Outside the questions of ultra vires and compliance with the Canadian Charter of Rights and Freedoms, there are absolute limits on what the Parliament of Canada and the provincial legislatures can legislate. According to the Constitution Act, 1867:
- S. 96 has been construed to hold that neither the provincial legislatures nor Parliament can enact legislation removing part of the inherent jurisdiction of the superior courts.
- S. 121 states, "All Articles of the Growth, Produce, or Manufacture of any one of the Provinces shall, from and after the Union, be admitted free into each of the other Provinces". This amounts to a prohibition of inter-provincial tariffs.
- S. 125 states, "No Lands or Property belonging to Canada or any Province shall be liable to Taxation".
- Under s. 129, limits have been placed on the ability of the legislatures of Ontario and Quebec to amend or repeal Acts of the former Province of Canada. Where such an act created a body corporate operating in the former Province, the Judicial Committee of the Privy Council held that such bodies cannot have "provincial objects" and only the Parliament of Canada had power to deal with such acts. It has been held that this restriction exists for any Act applying equally to Upper and Lower Canada, (Note: Ex parte O'Neill, RJQ 24 SC 304, where it was held that the Legislative Assembly of Quebec was unable to repeal the Temperance Act, 1864, but it could pass a concurrent statute for regulating liquor traffic within the Province.
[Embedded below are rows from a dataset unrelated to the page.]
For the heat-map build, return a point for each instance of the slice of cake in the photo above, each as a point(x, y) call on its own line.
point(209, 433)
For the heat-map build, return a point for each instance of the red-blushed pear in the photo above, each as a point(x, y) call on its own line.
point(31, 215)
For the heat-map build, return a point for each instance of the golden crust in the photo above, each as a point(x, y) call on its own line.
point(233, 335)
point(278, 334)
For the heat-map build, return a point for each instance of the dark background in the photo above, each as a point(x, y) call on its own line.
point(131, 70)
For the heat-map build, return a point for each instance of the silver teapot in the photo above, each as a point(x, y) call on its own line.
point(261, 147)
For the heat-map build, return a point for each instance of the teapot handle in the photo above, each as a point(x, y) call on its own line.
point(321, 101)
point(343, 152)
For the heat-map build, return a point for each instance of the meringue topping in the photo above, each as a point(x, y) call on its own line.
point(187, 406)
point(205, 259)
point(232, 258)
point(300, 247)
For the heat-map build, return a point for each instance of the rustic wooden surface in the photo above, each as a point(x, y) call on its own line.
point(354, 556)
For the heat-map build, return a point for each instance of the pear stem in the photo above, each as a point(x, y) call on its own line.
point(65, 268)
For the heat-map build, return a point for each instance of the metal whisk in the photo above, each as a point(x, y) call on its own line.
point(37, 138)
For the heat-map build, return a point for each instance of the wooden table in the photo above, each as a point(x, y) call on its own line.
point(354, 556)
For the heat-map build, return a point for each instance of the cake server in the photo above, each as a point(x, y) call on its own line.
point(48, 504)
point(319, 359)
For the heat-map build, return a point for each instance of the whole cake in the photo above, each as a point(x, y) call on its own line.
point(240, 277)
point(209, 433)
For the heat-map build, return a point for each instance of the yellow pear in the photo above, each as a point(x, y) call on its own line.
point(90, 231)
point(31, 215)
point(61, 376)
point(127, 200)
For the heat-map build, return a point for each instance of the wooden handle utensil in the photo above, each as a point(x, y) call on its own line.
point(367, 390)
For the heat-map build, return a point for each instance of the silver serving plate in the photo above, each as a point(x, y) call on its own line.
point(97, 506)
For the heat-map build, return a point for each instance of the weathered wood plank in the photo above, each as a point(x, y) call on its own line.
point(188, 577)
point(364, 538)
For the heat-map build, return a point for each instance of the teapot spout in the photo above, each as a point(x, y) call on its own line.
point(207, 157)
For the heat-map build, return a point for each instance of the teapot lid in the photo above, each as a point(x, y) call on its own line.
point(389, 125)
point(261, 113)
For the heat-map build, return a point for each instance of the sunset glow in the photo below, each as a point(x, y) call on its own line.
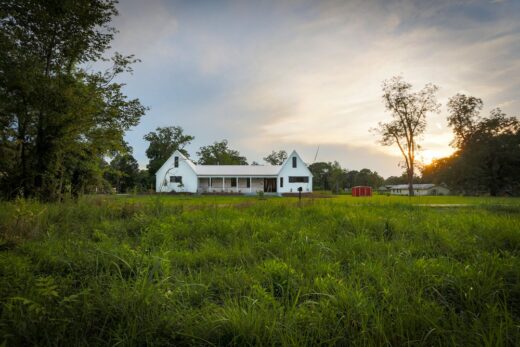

However, it has also been held that the Parliament of Canada could not repeal that Act with respect only to Ontario.) which became problematic when the Civil Code of Lower Canada was replaced by the Civil Code of Quebec.

While the Parliament of Canada has the ability to bind the Crown in right of Canada or of any province, the converse is not true for the provincial legislatures, as "[p]rovincial legislation cannot proprio vigore [ie, of its own force] take away or abridge any privilege of the Crown in right of the Dominion."